Rusty, my gelding, is a Quarter Horse but is built somewhere in between like a Thoroughbred and an Appendix. He was trained mostly western. I wanted to make him an English horse because he moved faster and had these huge strides.

This dude's comment: Rusty would never be happy as an English horse. He's a great western horse, but I don't think he's right for jumping.

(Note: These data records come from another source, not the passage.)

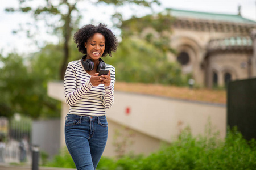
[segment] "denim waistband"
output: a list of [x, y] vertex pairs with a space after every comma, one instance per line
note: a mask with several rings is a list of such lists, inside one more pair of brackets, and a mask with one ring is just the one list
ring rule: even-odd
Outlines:
[[79, 118], [80, 120], [92, 120], [93, 119], [103, 120], [106, 118], [106, 115], [102, 116], [89, 116], [89, 115], [80, 115], [80, 114], [67, 114], [66, 117], [65, 118], [65, 121], [66, 121], [67, 118]]

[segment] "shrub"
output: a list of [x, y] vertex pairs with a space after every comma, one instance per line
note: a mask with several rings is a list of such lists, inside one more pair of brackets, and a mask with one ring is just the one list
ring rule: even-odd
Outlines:
[[[73, 168], [68, 152], [55, 157], [51, 166]], [[65, 165], [65, 167], [64, 167]], [[193, 137], [188, 129], [178, 139], [148, 156], [102, 157], [98, 170], [256, 169], [256, 141], [245, 140], [236, 128], [224, 140], [212, 132]]]

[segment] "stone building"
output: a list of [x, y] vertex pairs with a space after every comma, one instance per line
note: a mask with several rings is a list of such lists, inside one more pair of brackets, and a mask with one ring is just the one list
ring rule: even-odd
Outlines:
[[[256, 76], [251, 36], [255, 22], [240, 12], [229, 15], [167, 9], [164, 13], [175, 18], [170, 45], [177, 55], [170, 53], [169, 58], [178, 61], [195, 83], [224, 87], [230, 80]], [[146, 28], [143, 33], [150, 32]]]

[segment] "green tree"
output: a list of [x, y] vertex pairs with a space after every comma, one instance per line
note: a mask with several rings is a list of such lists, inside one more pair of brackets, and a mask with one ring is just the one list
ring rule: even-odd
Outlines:
[[17, 54], [0, 58], [3, 64], [0, 69], [1, 116], [19, 113], [32, 118], [44, 114], [59, 117], [59, 102], [47, 96], [43, 74], [27, 66], [25, 59]]
[[[170, 13], [148, 15], [141, 18], [133, 17], [123, 22], [121, 26], [122, 37], [139, 37], [163, 52], [175, 54], [175, 49], [170, 46], [171, 27], [175, 18]], [[144, 32], [146, 29], [151, 31]]]
[[117, 80], [177, 86], [187, 82], [178, 63], [169, 62], [163, 50], [143, 39], [123, 39], [113, 56], [104, 60], [115, 67]]
[[[60, 40], [63, 41], [63, 58], [60, 67], [60, 78], [63, 79], [67, 65], [70, 57], [69, 40], [73, 31], [77, 29], [78, 23], [81, 18], [81, 14], [77, 8], [79, 3], [84, 9], [90, 7], [84, 5], [82, 3], [85, 1], [49, 1], [45, 0], [44, 5], [40, 5], [38, 7], [32, 7], [32, 1], [19, 0], [19, 7], [14, 9], [10, 8], [6, 9], [9, 12], [29, 12], [35, 18], [35, 20], [44, 20], [50, 28], [52, 33], [59, 32], [61, 35]], [[34, 1], [34, 2], [35, 1]], [[89, 1], [92, 5], [99, 3], [106, 5], [114, 5], [116, 8], [123, 7], [127, 5], [137, 5], [138, 6], [150, 7], [153, 3], [159, 4], [158, 0], [98, 0]], [[116, 12], [113, 15], [113, 19], [115, 21], [115, 26], [119, 26], [122, 20], [122, 14]], [[49, 21], [51, 21], [50, 22]], [[29, 30], [28, 35], [31, 35]]]

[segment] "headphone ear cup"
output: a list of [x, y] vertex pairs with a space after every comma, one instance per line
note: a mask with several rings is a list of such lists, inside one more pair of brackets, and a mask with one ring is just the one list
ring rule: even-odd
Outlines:
[[94, 68], [94, 63], [90, 59], [84, 61], [84, 57], [82, 58], [82, 65], [85, 70], [92, 70]]
[[97, 72], [100, 72], [101, 69], [105, 69], [105, 67], [106, 67], [104, 61], [103, 61], [101, 58], [100, 58], [100, 63], [97, 67]]
[[86, 63], [88, 67], [88, 69], [85, 70], [88, 71], [91, 71], [93, 70], [93, 69], [94, 68], [94, 63], [93, 62], [93, 61], [92, 61], [90, 59], [88, 59], [85, 61], [85, 63]]

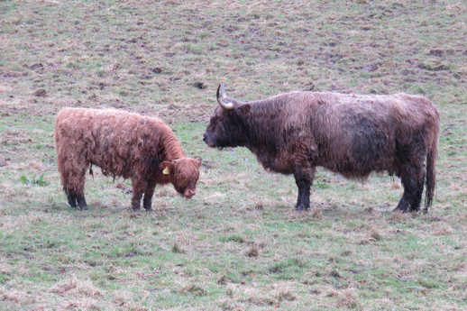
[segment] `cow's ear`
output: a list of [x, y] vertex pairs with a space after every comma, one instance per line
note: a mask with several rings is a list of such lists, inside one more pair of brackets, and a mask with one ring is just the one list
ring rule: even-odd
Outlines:
[[246, 114], [250, 112], [251, 108], [252, 105], [250, 104], [243, 104], [240, 107], [238, 107], [238, 111], [240, 111], [242, 114]]
[[201, 160], [197, 160], [197, 159], [191, 159], [191, 160], [193, 161], [193, 163], [197, 166], [197, 168], [199, 169], [199, 167], [201, 166]]
[[175, 163], [169, 160], [165, 160], [160, 163], [160, 169], [162, 170], [162, 174], [169, 175], [172, 172]]

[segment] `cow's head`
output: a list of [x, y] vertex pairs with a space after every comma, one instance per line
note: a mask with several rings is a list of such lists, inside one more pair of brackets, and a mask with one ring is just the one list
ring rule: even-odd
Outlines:
[[[222, 91], [222, 97], [219, 96], [219, 90]], [[252, 106], [250, 104], [228, 98], [224, 89], [224, 82], [217, 87], [216, 97], [219, 105], [211, 115], [203, 141], [209, 147], [243, 146], [247, 139], [243, 126], [244, 117]]]
[[200, 166], [199, 160], [190, 158], [165, 160], [160, 163], [162, 174], [169, 175], [177, 192], [185, 198], [191, 198], [197, 194]]

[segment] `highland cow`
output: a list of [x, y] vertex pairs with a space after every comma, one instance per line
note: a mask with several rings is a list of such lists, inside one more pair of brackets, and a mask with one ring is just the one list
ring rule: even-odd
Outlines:
[[196, 194], [201, 161], [187, 158], [161, 120], [112, 109], [64, 108], [55, 121], [59, 171], [72, 207], [87, 209], [86, 170], [131, 178], [132, 207], [151, 211], [157, 184], [171, 183], [186, 198]]
[[241, 102], [225, 96], [224, 83], [216, 97], [205, 142], [246, 147], [267, 170], [293, 174], [298, 210], [310, 206], [318, 166], [355, 179], [396, 174], [404, 193], [395, 210], [402, 212], [419, 210], [426, 183], [424, 211], [432, 205], [440, 121], [426, 98], [291, 92]]

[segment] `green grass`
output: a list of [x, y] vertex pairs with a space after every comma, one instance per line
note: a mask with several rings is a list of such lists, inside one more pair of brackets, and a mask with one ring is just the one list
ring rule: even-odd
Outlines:
[[[462, 2], [3, 1], [0, 15], [0, 310], [467, 308]], [[430, 98], [433, 208], [393, 214], [398, 178], [318, 169], [297, 213], [292, 177], [202, 142], [221, 81], [244, 100]], [[63, 106], [162, 118], [203, 159], [197, 196], [157, 188], [155, 212], [135, 214], [130, 182], [96, 169], [90, 210], [68, 206], [53, 145]]]

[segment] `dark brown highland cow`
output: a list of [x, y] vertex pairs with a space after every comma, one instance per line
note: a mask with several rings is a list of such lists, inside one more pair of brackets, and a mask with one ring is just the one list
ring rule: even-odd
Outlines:
[[196, 194], [201, 161], [185, 156], [161, 120], [117, 110], [64, 108], [55, 120], [59, 171], [72, 207], [87, 209], [85, 175], [92, 165], [104, 175], [132, 179], [133, 210], [152, 210], [156, 184], [172, 183], [184, 197]]
[[297, 209], [310, 206], [317, 166], [357, 179], [396, 174], [404, 186], [396, 207], [402, 212], [419, 210], [426, 177], [424, 211], [431, 206], [440, 125], [426, 98], [292, 92], [241, 102], [226, 97], [224, 84], [220, 97], [219, 88], [203, 140], [209, 147], [244, 146], [266, 169], [293, 174]]

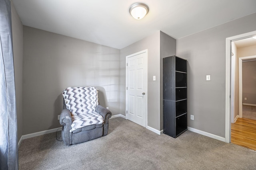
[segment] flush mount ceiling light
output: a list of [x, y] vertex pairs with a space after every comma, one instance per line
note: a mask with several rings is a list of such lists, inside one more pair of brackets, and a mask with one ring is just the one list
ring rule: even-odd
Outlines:
[[140, 20], [148, 14], [149, 10], [148, 7], [146, 4], [136, 3], [131, 6], [129, 12], [136, 20]]

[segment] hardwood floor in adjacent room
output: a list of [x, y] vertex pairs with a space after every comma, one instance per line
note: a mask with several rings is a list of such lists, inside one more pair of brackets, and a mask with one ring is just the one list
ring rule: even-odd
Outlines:
[[231, 123], [231, 143], [256, 150], [256, 120], [238, 118]]

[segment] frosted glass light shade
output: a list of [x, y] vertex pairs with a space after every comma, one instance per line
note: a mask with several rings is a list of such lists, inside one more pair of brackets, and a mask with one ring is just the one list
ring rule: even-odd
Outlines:
[[129, 10], [130, 14], [136, 20], [140, 20], [148, 12], [148, 7], [142, 3], [132, 4]]

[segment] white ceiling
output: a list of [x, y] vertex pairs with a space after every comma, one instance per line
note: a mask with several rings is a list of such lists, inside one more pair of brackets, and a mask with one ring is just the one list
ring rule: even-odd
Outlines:
[[[176, 39], [256, 12], [255, 0], [12, 0], [23, 24], [121, 49], [158, 30]], [[146, 4], [134, 19], [131, 5]]]

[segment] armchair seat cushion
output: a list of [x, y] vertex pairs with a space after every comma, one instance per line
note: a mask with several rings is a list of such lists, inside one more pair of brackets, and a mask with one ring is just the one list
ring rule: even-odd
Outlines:
[[103, 124], [100, 124], [98, 125], [94, 124], [89, 125], [88, 126], [85, 126], [84, 127], [76, 129], [73, 131], [73, 134], [78, 133], [83, 131], [88, 131], [94, 129], [98, 127], [102, 127], [103, 126]]
[[85, 128], [86, 126], [102, 125], [104, 123], [103, 117], [96, 112], [80, 114], [79, 115], [72, 114], [71, 116], [73, 122], [71, 124], [72, 129], [70, 129], [70, 132], [82, 127]]

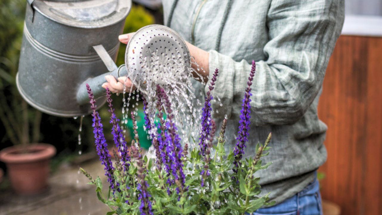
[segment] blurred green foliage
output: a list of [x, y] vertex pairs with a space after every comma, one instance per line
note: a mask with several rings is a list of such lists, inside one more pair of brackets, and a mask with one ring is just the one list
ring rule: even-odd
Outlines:
[[[58, 156], [83, 153], [93, 148], [94, 139], [92, 120], [90, 116], [83, 121], [81, 133], [82, 143], [78, 143], [79, 119], [59, 117], [42, 114], [27, 105], [17, 90], [15, 78], [18, 71], [21, 47], [23, 29], [25, 16], [25, 0], [0, 1], [0, 116], [3, 120], [0, 124], [0, 150], [20, 142], [18, 132], [22, 130], [28, 118], [27, 134], [29, 141], [44, 142], [55, 145]], [[124, 33], [134, 32], [139, 28], [153, 24], [154, 18], [141, 7], [133, 6], [126, 19]], [[126, 45], [121, 44], [117, 59], [117, 65], [124, 63]], [[120, 116], [121, 96], [113, 95], [115, 108]], [[24, 105], [20, 105], [23, 103]], [[104, 119], [105, 134], [111, 126], [108, 123], [110, 114], [107, 107], [100, 110]], [[26, 112], [26, 114], [23, 114]], [[15, 123], [10, 123], [14, 118]], [[25, 127], [25, 126], [24, 126]], [[112, 137], [107, 137], [112, 139]], [[12, 139], [14, 139], [12, 141]]]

Right... So today Rusty gets all happy when he gets to jump and can jump up to 3' 6" and had a successful first year of showing with a 2nd place in his Non-Thoroughbred Hunter Under Saddle class. No, he hates jumping. Because when he gave me rear threats and attitude in the western pleasure and trail ring he was enjoying it so much...
 
#50 ·
Haha, the same colleague I mentioned earlier continues to amaze me! She's supposedly intelligent and educated, yet she was truly shocked when I showed her a picture of my gelding lying on the ground, asleep. She thought there was something wrong with him! It turns out, she believed that horses and cows are animals that don't sleep and lay down. Never ever. And that a horse is generally the same animal as a cow, just a bit more slender and without horns.
 
#55 ·
my mare is 6 and i got her when she was 3 and hadnt had anything done with her. my friend recently told me she thought that gypsy was a nice horse now but didnt see what i saw in her when she was 3 =/ she was a gorgeous, balanced, well moving 3yo, there was nothing not to like ! it just came off kinda snotty
 
#56 ·
Well, when I bought Snickers, he was overly disregarded by his owners as a clumsy, unproportioned, hammer-headed nothing, commonly reffered to as "The Jerk". He was a slow growing heavy-breed youngster, so going through a fugly phase was just natural and being "a jerk" actually meant him having a very active, curious and dominant mind. All of this used to hurt me quite a lot, I still don't take kindly to anyone calling him a jerk, even if it is meant as a joke.
 
#57 ·
As far as the cost thing, it takes me about 75 a month to feed 4 horses, 2 ponies, 2 goats, and a young potbelly pig. Dewormer is about 30 every 4 months. We own the 12 acres they are on, and it is about 80 a month to feed 12 dogs, cheap only because my husband works at a smoke house and brings home the meat leftovers for them. We aren't rich, we are in our 20s and have a little girl, but like someone else pointed out, you find ways to make it work.